When a Mii eats a Special Food, he or she will always love it and do a really positive gesture. It will then say a quote according to the food. Here is a list of reactions the Mii will say for each Special Food.

Special Food Quote
Alligator fritters "I could easily eat a gallon of gator, it's so good!"
Aloha Musubi "Not the fanciest sushi on the block, but it hit the spot."
Baguette "The best part of this baguette is that it's more bread for your buck!"
Baklava "I'm going to be thinking about that dessert for a while..."
Barbeque ribs "I didn't get any barbeque sauce on me, did I?"
Brioche "I don't think I have enough self-control to live in France. So many pastries..."
California Roll "I see why people like California so much. It must be the sushi!"
Cannoli "When I'm at the store, I always say, 'Leave the gum, take the cannoli!'"
Chicken tikka masala "That orange sauce is TOO luxurious! All orange things should be that good."
Chili con carne "Chili and carne were clearly meant to be together. It's sweet, really."
Chili dog "So good! It makes me want to try putting chili on all kinds of food!"
Chorizo "I love spicy things. I'm another serving away from proposing. Ha ha ha!"
Chow mein "Great chow!"
Churros "Three cheers for fried sugar dough!"
Cioppino "That stew was more than a little fishy!"
Corn bread "Who would have thought corn would make such good bread?"
Country-fried steak "They sure know how to fry up some steak in the country, don't they?"
Couscous "Whoever made this dish went heavy on the olive oil. It's a good thing."
Crab cakes "If this a crab cake, what do crabs eat on their birthday? Surely not this!"
Crawfish "That was crawesome!"
Creme bruleé "Life's short, so it's best to eat dessert first!"
Crumpet "Do I look fancier now? Pip-pip!"
Enchiladas "Not gonna lie... I could eat a lotta enchiladas"
Exotic cuisine "It's like my mouth went on an exotic vacation!"
Falafel "Please teach me to make these! Then teach me to stop eating so many!"
Fish-and-chips "You can call those fries whatever you want if they're gonna be that CRISPY!"
Fortune cookies "I think I ate my fortune... This just HAS to be bad luck, right?"
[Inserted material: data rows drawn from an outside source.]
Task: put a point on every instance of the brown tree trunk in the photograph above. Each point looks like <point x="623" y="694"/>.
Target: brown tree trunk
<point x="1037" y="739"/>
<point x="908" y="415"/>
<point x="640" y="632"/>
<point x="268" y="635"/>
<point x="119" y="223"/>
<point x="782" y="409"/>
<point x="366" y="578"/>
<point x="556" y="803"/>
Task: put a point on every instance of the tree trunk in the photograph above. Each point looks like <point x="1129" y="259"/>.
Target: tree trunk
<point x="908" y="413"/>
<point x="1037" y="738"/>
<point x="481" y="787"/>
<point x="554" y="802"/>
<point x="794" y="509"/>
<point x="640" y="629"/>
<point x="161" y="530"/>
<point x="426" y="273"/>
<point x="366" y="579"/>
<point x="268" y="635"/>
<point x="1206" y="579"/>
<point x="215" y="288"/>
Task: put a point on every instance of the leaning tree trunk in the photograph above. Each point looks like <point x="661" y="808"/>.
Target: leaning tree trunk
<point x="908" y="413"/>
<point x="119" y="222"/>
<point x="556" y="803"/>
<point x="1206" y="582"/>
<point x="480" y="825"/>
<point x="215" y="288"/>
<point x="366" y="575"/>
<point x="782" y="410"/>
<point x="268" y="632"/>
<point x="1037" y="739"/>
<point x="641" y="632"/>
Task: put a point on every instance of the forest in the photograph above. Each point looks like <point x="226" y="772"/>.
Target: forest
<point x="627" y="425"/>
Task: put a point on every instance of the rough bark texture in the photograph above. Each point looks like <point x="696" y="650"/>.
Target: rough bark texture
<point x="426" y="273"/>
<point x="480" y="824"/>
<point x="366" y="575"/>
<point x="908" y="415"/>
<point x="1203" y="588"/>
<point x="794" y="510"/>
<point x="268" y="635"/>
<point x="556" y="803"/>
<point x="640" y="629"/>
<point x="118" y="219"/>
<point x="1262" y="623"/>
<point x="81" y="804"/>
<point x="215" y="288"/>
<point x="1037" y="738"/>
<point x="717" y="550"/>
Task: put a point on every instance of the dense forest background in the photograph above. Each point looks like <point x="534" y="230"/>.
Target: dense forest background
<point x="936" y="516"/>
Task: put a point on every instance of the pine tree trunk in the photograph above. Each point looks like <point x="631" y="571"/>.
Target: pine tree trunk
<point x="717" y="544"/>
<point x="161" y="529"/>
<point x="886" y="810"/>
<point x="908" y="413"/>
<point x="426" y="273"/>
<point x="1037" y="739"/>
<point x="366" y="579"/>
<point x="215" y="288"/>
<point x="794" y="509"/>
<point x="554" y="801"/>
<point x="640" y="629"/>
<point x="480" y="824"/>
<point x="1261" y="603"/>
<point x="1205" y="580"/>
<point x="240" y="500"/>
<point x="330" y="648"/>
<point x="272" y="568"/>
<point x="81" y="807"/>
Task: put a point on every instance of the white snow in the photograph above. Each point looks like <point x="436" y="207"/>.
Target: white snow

Frogs legs "Ya know... it really does taste like chicken."
Gnocchi "Why was that so tasty?! It's not fair to other food!"
Greek salad "That feta... That FETA!"
Gumbo "You can't say no to gumbo. You just can't!"
Hummus "There's some hummus amoung us! Well, not anymore, ha ha"
Jelly beans "Did you know naked jelly beans are clear? Weird, right?"
Lassi "That was refreshing!"
Manhattan clam chowder "I wonder how far Manhattan is from here. They make great clam chowder!"
Meat loaf "All meat should be in loaf form. Can you pass an ordinance or something?"
Minestrone "Whoever thought to combine pasta with soup, I wanna shake that genius's hand!"
Mussels "Have you been working out? Cuz those were some amazing mussels! Ha ha ha!"
New York bagel "One day I'd like to build a fort of bagels. I'll use cream-cheese cement!"
Pad thai "Thai food is the king of cuisine. And I am its loyal subject."
Peach pie "It's hard to argue with pie!"
Philly cheesesteak "OH MAN. I could sure go for a big, honking nap about now..."
Pierogies "That was an experience. One I'd love to repeat sometime soon!"
Pulled-pork sandwich "I see why it's called pulled pork. It's a struggle to pull yourself away!"
Reuben "I feel bad for eating this Reuben fella's sandwich, but it was SO worth it."
Rice pudding "Is there anything rice can't do?! It's even great as pudding!"
Sauerkraut "They should call it 'sour' kraut. So sour!"
Shepherd's pie "That had fewer sheep than I thought it would."